Challenges: Crises affect mental health, lack of access to formalised clinical care

Nowadays, people are experiencing various crises, from the COVID-19 pandemic, to ongoing conflict, and climate change. Crises expose people to a huge amount of stress adversely affecting mental health, both in terms of intergenerational trauma in post-colonial societies as well as public mental health issues such as depression, anxiety, and so forth. At the same time, there is a substantial lack of access to mental health care worldwide, partly due to a shortage of trained clinical professionals, leading to people suffering silently from possibly debilitating experiences. Poor mental health limits people’s quality of life and participation in society and democracy. We therefore encourage local community leadership to implement community-based psychosocial support groups incorporating local and indigenous practices as a means to reaching more people in need of support.

Proposal: Community-based psychosocial support groups incorporating local and indigenous practices

We propose to address this important societal challenge through the establishment of community-based psychosocial support groups adapted to local contexts and taking into account local and indigenous practices. These can be focussed, for example, on themes such as grief and loss, the artistic expression of trauma, shared concerns, or neighbourhood collectives. Community-based psychosocial support groups are facilitated by trained community members. This could include currently unused human capital such as students of psychology or social work, but also other community members wishing to undergo training to facilitate psychosocial support groups. Ultimately, community-based psychosocial support groups must be attentive to the unique objectives, goals, and needs of affected communities.
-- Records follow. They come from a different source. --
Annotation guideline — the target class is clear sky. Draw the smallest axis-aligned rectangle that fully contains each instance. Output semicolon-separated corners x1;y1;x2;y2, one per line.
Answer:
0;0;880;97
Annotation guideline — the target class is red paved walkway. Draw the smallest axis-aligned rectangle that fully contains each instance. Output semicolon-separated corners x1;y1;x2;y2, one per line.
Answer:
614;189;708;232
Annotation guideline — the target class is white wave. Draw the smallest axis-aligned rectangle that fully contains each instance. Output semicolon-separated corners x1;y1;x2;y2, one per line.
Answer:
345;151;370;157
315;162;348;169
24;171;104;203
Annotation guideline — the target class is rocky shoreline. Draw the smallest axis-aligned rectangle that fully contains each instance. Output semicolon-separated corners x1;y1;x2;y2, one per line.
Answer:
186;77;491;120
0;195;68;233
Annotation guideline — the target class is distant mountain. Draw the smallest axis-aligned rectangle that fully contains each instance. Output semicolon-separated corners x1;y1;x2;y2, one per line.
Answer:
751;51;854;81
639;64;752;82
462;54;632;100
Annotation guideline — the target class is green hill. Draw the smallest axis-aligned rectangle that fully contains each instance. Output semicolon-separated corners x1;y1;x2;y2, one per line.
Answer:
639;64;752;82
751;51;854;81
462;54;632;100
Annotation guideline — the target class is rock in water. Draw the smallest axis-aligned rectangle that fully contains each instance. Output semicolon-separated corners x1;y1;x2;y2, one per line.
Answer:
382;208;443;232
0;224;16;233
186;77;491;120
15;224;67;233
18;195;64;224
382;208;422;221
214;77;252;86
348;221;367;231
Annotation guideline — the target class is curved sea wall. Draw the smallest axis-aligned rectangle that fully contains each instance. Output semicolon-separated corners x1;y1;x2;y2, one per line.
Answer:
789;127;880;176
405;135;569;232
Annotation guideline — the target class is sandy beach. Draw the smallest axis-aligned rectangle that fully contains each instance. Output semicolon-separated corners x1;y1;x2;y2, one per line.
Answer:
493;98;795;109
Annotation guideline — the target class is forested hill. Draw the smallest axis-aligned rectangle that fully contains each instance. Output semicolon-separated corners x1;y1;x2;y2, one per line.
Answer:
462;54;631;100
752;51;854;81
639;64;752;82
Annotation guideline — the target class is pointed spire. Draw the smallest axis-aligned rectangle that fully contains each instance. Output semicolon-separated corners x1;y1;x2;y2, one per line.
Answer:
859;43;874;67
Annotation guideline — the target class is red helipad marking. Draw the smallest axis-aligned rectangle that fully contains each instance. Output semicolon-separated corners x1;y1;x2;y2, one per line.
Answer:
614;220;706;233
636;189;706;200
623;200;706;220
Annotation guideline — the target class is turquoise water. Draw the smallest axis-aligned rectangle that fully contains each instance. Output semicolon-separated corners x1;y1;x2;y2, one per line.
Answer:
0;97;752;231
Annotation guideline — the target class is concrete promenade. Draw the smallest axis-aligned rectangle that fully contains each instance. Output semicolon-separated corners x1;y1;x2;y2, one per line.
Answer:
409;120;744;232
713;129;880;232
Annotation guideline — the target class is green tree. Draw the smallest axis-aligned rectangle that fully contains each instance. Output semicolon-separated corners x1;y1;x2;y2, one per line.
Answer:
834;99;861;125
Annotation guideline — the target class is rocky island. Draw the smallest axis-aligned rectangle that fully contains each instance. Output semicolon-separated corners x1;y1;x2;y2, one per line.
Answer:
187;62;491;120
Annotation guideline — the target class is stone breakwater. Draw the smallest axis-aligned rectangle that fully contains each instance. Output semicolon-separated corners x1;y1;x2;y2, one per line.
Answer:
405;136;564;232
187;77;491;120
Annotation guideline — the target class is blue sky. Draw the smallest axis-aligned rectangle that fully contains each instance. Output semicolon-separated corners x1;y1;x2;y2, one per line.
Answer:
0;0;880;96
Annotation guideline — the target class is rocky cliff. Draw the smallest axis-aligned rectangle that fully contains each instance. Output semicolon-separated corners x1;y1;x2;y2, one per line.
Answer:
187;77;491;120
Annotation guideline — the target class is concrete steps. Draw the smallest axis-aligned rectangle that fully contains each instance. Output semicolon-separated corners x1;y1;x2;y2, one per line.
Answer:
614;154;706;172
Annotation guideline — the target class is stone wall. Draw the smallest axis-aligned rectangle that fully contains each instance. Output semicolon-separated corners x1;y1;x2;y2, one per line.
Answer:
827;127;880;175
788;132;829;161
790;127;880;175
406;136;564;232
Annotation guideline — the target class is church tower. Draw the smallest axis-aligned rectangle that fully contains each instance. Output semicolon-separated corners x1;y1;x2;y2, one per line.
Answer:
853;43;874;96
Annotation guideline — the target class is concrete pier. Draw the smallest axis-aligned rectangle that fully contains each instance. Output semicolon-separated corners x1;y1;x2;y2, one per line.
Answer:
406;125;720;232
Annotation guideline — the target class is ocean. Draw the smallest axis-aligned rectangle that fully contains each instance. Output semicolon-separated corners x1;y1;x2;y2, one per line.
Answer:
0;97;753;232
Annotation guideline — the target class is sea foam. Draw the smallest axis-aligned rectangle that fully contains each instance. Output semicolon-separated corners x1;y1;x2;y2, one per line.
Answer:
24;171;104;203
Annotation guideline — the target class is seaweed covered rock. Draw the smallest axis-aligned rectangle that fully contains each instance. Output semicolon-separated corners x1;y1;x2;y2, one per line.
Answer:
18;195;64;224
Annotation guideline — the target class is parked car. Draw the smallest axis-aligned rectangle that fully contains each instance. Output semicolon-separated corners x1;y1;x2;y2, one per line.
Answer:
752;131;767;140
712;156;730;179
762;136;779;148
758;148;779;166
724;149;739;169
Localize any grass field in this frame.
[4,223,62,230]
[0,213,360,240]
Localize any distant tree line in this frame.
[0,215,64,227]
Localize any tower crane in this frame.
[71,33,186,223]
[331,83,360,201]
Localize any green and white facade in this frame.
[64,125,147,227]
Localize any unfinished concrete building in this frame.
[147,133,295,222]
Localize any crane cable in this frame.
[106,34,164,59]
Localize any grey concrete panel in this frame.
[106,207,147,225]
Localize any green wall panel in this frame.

Impact: Increased access to non-formal care, strengthening empathy and societal cohesion

Scaling up community-based psychosocial support groups effectively addresses public mental health issues and increases access to non-formal care services so that no one in society is left behind. This approach, employing the potential of local communities, can also strengthen empathy and societal cohesion and support political participation through healing and empowerment. We want to stress, however, that, while mental health is an important prerequisite to societal participation, it is not only an instrument to the process of democratisation, but valuable in its own right.